The pixel object is used to define the geometry of the system being optimized. There are two major motivations for setting up the geometry input in this manner:

1. Traditional and some advanced nuclear system designs often leverage repeating lattice structures

2) The most inspiring goal for this optimization work is to optimize the shape of fuel for fuel performance. The methodology for which requires the pixelation of geometric space such that the algorithm can step towards a continuous shape in the limit of infinitesimal pixel size.

The pixel object houses information about the materials/regions within the repeating unit. A number of methods are also included that perform functions such as applying the update of materials given some set of transformed optimization parameters. This object-oriented structure also helps with bookeeping whenever the number of pixels, and therefore optimization parameters, becomes very large.

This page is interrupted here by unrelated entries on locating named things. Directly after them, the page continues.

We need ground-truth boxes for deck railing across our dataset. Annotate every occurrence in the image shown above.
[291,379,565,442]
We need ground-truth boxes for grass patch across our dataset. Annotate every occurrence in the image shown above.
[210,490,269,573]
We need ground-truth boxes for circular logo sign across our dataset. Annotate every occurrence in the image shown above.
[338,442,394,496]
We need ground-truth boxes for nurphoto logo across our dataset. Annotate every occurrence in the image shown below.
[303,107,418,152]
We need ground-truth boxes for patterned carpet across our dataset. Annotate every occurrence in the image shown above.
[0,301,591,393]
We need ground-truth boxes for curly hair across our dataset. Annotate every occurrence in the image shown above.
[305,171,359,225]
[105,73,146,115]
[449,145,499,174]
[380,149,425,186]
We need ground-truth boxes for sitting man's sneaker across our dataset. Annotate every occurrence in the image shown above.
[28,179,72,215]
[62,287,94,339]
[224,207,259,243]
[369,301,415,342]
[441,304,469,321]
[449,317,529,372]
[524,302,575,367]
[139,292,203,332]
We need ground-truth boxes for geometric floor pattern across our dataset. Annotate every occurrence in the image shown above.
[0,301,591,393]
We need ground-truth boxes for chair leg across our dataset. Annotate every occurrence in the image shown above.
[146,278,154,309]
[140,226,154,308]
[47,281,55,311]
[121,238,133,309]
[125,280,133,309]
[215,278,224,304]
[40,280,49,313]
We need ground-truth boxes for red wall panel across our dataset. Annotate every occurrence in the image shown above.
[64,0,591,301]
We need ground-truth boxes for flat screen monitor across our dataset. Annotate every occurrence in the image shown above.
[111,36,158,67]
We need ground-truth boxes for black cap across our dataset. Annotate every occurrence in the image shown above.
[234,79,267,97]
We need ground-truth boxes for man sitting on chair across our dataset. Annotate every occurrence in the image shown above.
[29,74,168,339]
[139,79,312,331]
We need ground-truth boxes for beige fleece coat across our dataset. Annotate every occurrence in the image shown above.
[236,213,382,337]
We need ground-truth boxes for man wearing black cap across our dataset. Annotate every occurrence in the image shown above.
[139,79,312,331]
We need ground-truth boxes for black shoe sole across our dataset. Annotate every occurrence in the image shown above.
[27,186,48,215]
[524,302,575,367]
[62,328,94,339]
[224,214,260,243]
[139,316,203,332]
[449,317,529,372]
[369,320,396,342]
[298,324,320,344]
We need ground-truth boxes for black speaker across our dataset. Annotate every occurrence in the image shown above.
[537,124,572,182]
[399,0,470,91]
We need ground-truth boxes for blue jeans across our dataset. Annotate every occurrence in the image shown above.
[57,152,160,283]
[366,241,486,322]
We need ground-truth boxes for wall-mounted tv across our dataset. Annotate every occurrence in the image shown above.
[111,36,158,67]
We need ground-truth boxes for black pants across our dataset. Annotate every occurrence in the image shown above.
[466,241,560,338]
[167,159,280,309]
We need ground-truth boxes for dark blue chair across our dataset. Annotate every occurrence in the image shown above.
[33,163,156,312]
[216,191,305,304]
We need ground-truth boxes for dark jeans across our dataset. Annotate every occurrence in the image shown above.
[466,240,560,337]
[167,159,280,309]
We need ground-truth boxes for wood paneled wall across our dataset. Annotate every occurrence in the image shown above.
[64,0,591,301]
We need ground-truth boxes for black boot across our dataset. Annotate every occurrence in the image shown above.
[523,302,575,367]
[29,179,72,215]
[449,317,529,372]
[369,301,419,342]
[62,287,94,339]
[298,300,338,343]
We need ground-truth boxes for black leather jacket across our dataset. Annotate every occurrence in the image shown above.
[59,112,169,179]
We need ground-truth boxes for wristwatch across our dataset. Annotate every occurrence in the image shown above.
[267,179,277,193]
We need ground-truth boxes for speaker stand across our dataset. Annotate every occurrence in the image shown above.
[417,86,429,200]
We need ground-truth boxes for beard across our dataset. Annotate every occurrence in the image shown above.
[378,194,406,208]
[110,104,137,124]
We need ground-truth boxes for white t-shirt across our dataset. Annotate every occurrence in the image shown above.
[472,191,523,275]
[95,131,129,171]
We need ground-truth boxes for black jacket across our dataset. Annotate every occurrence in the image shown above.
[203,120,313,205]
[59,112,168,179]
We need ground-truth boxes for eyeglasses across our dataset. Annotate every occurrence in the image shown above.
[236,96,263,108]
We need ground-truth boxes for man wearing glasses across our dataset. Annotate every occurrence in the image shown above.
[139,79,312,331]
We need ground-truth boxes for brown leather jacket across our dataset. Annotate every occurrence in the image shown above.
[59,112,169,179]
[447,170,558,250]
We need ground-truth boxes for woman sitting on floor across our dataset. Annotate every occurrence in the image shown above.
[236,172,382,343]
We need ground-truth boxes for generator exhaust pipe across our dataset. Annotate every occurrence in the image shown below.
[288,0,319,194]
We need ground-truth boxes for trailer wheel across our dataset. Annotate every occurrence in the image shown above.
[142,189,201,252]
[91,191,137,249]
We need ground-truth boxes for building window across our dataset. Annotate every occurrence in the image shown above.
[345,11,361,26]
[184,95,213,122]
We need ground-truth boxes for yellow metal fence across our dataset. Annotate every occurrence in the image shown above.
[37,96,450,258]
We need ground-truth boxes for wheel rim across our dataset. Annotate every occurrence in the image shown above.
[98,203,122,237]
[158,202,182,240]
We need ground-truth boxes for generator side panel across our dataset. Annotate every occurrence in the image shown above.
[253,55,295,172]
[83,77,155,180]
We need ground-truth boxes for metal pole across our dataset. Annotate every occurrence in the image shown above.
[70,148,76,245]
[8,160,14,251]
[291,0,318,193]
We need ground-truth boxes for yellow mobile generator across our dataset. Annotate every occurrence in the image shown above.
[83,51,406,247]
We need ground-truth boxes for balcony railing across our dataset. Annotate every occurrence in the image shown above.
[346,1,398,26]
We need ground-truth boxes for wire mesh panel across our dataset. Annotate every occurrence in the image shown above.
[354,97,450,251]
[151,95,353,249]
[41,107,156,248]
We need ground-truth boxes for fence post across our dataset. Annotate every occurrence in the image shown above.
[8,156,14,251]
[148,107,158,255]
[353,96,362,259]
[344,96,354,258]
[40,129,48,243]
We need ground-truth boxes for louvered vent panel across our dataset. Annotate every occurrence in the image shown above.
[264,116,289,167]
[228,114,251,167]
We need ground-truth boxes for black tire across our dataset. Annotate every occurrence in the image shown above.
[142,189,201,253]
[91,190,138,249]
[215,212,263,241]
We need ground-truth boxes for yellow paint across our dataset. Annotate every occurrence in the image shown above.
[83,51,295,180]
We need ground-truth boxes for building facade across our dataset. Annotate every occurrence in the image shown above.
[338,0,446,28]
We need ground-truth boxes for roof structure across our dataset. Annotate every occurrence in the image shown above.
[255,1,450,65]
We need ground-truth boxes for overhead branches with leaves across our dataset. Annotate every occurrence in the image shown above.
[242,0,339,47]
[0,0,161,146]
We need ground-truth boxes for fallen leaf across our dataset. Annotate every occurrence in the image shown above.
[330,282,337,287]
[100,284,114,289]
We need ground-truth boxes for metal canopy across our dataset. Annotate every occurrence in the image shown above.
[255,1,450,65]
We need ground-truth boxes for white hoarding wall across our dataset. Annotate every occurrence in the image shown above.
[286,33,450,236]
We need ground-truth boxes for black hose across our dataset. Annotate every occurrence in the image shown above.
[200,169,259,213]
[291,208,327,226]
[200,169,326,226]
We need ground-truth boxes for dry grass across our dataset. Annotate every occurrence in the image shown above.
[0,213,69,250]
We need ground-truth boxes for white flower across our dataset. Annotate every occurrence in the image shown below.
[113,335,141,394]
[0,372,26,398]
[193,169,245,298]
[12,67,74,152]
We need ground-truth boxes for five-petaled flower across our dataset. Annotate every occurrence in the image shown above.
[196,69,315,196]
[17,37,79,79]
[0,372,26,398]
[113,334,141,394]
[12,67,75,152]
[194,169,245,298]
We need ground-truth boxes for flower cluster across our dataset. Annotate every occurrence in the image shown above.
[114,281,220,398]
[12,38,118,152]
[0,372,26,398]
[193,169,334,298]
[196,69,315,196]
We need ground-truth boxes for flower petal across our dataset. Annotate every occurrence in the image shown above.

class ADAM.pixel.pixel(region_definition, parameter_definition, material_df_base, pixel_id, temperature)

Summary of pixel class.

More on pixel class.

apply_optimization_parameters_to_material_definitions:

Applies the optimization parameters to the base material values.

write_material_string:

Creates the updated material string attribute.

combine_derivatives_wrt_nuclides:

Combine derivatives for each nuclide in a material.

combine_region_derivatives:

Combines derivatives for each region with a given optimization parameter.

Methods

apply_density_factors(density_factors)	Generates updated isotopic concentration values for each region within a pixel.
combine_derivatives_wrt_nuclides(...)	Combines absolute sensitivities/derivatives with respect to each nuclide within each region of the pixel object.
combine_region_derivatives()	Combines the derivatives across regions for the same parameters given the function for bomining derivatives in the objective_function_definition module.

apply_density_factors(density_factors)

Generates updated isotopic concentration values for each region within a pixel.

The updated_materials_definition attribute for the pixel object is created. This dataframe is created by multiplying the density factors (transformed optimization parameters) to the base isotopic concentrations (material_df_base).

\[N_{updated} = N_{base}*T(\theta)\]

Where T is the user defined transformation function.

Parameters

density_factors (DataFrame) – Transformed optimization parameters, aka density factors.

Return type

None.

combine_derivatives_wrt_nuclides(material_dict_base)

Combines absolute sensitivities/derivatives with respect to each nuclide within each region of the pixel object.

This function goes into the

Parameters

material_dict_base (TYPE) – DESCRIPTION.

Return type

None.

combine_region_derivatives()

Combines the derivatives across regions for the same parameters given the function for bomining derivatives in the objective_function_definition module.

Return type

None.